Ledger pushes update to fix compromised library as users warned to hold off connecting to dApps
Onchain sleuths said the compromised library was replaced with a drainer due to CDN breach.
Crypto hardware wallet provider Ledger confirmed that its ConnectKit library was compromised.
“We have identified and removed a malicious version of the Ledger Connect Kit. A genuine version is being pushed to replace the malicious file now. Do not interact with any dApps for the moment.

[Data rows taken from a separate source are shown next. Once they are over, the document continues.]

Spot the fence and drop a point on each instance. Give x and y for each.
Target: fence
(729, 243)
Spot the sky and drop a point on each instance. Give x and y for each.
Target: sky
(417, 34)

We will keep you informed as the situation evolves. “
Banteg, one of the lead developers of Yearn.finance, stated:
“Ledger library confirmed compromised and replaced with a drainer. wait out interacting with any [decentralized applications] till things become clearer.”
The developer furthered that:
“The attackers infiltrate a shitton of libraries by compromising just the connect-kit. last known version coming from ledger is 1.1.4. three releases up to 1.1.7 were posted today, all should be considered compromised.”
Several DeFi projects, including SushiSwap and Revoke Cash, confirmed that the incident impacted them and advised their users to refrain from engaging with their frontend until further notice.
“We’ve identified a critical issue the ledger connector has been compromised, potentially allowing the injection of malicious code affecting various dApps,” SushiSwap wrote.
Meanwhile, Hudson James, a VP at Polygon Labs, rehashed the warnings and urged crypto users not to interact with any dApp front ends on websites for now. He added:
“This is an ongoing situation and it is risky to use dapps currently if you don’t understand what backend libraries they use.”